Esther Obeng, M.D., Ph.D.
2020 Funding recipient
Dissecting the role of SF3B1 mutations in anemia and clonal hematopoiesis
Discovery Research Grant 2020
Myelodysplastic syndromes (MDS) are bone marrow failure disorders associated with low blood cell counts and the expansion of blood stem cells in the bone marrow that have acquired genetic mutations. The median age of diagnosis is 68 years and the incidence of MDS in the United States is expected to increase as life expectancy increases. The most common presenting symptom of MDS is anemia, or low red blood cell counts. MDS-associated anemia is associated with a decreased quality of life and an increased risk of infection as it becomes worse, leading to a need for regular red blood cell transfusions. Medications to treat MDS-associated anemia are limited to agents thought to stimulate red blood cell production in the bone marrow. Only 30% of patients with MDS-associated anemia will have an initial response these agents, and most of these patients (~ 70%) will see their anemia continue to get worse despite treatment.
Mutations in genes involved with messenger RNA splicing are the most common genetic events associated with MDS. Our previous work set out to study the role of mutations in the RNA splicing factor, SF3B1 in the development of MDS. We generated a mouse model of the most common SF3B1 mutation identified in patients and demonstrated that turning on this mutation in mouse bone marrow stem cells was sufficient to cause anemia in mice. We also demonstrated that the mutant SF3B1 protein recognizes the wrong RNA splice sites. This leads to abnormal RNAs that did not make the proper proteins. We hypothesize that abnormal RNA splicing caused by mutant SF3B1 affects the development of normal red blood cells, leading to anemia.

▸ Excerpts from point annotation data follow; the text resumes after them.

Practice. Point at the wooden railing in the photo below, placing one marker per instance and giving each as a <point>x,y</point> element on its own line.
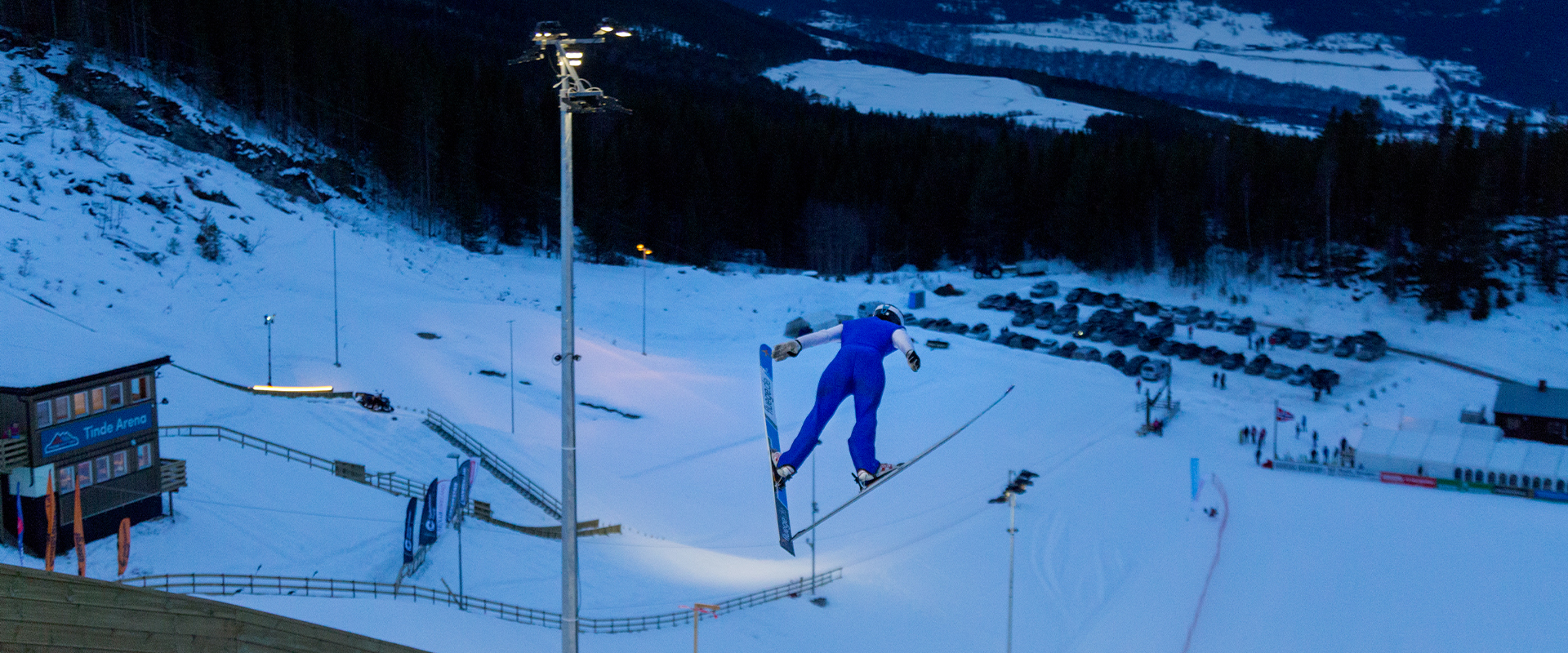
<point>386,481</point>
<point>295,586</point>
<point>496,465</point>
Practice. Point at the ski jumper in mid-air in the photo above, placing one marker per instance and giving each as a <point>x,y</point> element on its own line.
<point>857,370</point>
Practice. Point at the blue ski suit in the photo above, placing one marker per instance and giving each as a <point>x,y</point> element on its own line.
<point>857,370</point>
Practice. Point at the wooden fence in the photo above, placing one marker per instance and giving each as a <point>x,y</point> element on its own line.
<point>295,586</point>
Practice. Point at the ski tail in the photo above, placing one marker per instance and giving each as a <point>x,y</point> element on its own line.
<point>780,500</point>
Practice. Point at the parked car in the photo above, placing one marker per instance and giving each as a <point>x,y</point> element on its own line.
<point>1156,370</point>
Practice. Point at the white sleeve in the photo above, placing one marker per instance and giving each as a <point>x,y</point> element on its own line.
<point>821,337</point>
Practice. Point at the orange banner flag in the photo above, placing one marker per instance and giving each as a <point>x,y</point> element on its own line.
<point>49,516</point>
<point>76,531</point>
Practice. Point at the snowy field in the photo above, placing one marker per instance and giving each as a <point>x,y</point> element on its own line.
<point>889,90</point>
<point>1112,550</point>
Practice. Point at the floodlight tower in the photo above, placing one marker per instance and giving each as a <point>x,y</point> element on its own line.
<point>576,96</point>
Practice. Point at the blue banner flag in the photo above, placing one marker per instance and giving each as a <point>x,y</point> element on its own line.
<point>408,530</point>
<point>427,518</point>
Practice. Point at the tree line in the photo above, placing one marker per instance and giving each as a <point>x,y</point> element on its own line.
<point>715,162</point>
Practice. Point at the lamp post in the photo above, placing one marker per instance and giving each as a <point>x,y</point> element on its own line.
<point>269,322</point>
<point>576,96</point>
<point>1010,499</point>
<point>645,295</point>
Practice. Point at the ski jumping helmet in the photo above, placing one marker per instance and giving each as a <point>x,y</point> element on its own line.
<point>889,313</point>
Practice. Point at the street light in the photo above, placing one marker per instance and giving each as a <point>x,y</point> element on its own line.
<point>574,96</point>
<point>640,248</point>
<point>269,322</point>
<point>1010,499</point>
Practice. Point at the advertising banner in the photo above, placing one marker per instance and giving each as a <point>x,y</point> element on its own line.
<point>427,518</point>
<point>1409,480</point>
<point>408,530</point>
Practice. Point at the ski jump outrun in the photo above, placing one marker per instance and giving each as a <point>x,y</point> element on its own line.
<point>855,371</point>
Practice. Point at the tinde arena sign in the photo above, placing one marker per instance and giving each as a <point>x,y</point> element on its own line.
<point>96,429</point>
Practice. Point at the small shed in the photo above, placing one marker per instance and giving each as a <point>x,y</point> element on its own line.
<point>1532,412</point>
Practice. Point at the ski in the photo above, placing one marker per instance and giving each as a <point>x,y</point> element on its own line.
<point>780,501</point>
<point>898,470</point>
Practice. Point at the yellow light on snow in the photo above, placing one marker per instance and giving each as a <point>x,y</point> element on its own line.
<point>292,387</point>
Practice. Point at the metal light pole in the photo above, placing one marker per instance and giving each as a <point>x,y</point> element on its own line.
<point>1010,499</point>
<point>645,295</point>
<point>269,322</point>
<point>576,96</point>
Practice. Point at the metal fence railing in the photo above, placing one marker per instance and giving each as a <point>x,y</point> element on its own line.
<point>496,465</point>
<point>296,586</point>
<point>386,481</point>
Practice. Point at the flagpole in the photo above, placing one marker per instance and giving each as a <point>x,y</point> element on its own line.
<point>1276,429</point>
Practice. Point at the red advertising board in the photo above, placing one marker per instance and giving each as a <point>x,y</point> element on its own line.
<point>1409,480</point>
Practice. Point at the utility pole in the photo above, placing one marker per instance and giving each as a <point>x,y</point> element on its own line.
<point>336,361</point>
<point>1015,487</point>
<point>269,322</point>
<point>574,96</point>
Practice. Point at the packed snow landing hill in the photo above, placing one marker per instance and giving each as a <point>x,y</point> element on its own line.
<point>1114,552</point>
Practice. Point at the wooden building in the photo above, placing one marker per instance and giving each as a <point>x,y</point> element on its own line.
<point>91,429</point>
<point>1532,412</point>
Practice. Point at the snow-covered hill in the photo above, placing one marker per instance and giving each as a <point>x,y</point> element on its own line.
<point>1112,550</point>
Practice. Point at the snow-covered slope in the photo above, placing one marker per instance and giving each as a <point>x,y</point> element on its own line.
<point>889,90</point>
<point>1112,552</point>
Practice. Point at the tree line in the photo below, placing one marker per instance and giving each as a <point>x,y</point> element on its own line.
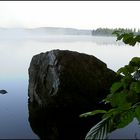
<point>109,31</point>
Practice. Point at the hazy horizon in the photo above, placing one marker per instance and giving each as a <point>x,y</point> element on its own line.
<point>70,14</point>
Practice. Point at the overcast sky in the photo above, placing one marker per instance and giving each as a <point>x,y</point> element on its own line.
<point>75,14</point>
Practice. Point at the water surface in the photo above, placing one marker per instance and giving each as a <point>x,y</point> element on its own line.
<point>15,59</point>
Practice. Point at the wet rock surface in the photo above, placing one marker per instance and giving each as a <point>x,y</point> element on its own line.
<point>62,85</point>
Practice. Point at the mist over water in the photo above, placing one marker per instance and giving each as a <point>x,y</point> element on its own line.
<point>17,50</point>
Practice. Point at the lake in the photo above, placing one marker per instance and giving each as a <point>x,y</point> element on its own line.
<point>15,58</point>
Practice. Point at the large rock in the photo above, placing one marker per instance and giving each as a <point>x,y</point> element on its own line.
<point>63,85</point>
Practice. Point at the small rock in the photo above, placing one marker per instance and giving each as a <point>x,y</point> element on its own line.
<point>3,91</point>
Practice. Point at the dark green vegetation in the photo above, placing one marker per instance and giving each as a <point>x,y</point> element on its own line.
<point>108,31</point>
<point>124,96</point>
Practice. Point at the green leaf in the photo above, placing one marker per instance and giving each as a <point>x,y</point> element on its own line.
<point>137,38</point>
<point>135,86</point>
<point>100,130</point>
<point>92,113</point>
<point>125,118</point>
<point>135,61</point>
<point>115,87</point>
<point>137,112</point>
<point>119,99</point>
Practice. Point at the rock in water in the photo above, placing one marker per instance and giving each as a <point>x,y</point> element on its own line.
<point>63,85</point>
<point>3,91</point>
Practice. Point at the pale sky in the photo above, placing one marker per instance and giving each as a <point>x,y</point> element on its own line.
<point>73,14</point>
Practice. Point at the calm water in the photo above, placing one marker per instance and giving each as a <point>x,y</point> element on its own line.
<point>15,59</point>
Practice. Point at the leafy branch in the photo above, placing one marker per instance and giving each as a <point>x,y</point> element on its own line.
<point>124,96</point>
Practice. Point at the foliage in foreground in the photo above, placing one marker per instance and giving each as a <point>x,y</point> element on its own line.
<point>124,96</point>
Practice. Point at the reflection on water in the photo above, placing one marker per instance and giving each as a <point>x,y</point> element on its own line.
<point>15,58</point>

To test this hypothesis, we will isolate red blood cells from normal mice and mice expressing the SF3B1 mutation. We will examine specific red blood cell precursors that express specific cell surface markers and compare the RNA transcripts found in normal and SF3B1-mutant mice. We will fully define the abnormal RNA transcripts expressed during different stages of red blood cell production in SF3B1-mutant cells and test whether causing these cells to express the proper RNA transcript makes these cells mature properly into more red blood cells. We will also label individual blood stem cells from normal and SF3B1-mutant mice to study how these stem cells expand in the bone marrow and how large a mutant stem cell clone must be to cause anemia. We will also test whether inflammation or aging influences how fast an SF3B1-mutant clone develops. The successful completion of these studies will improve our understanding of how splicing factor mutations cause anemia in MDS patients. The data generated from these studies will contribute to studies of novel agents that can either cause mutant blood stem cell clones to make more red blood cells or selectively kill those clones before they expand and acquire additional mutations.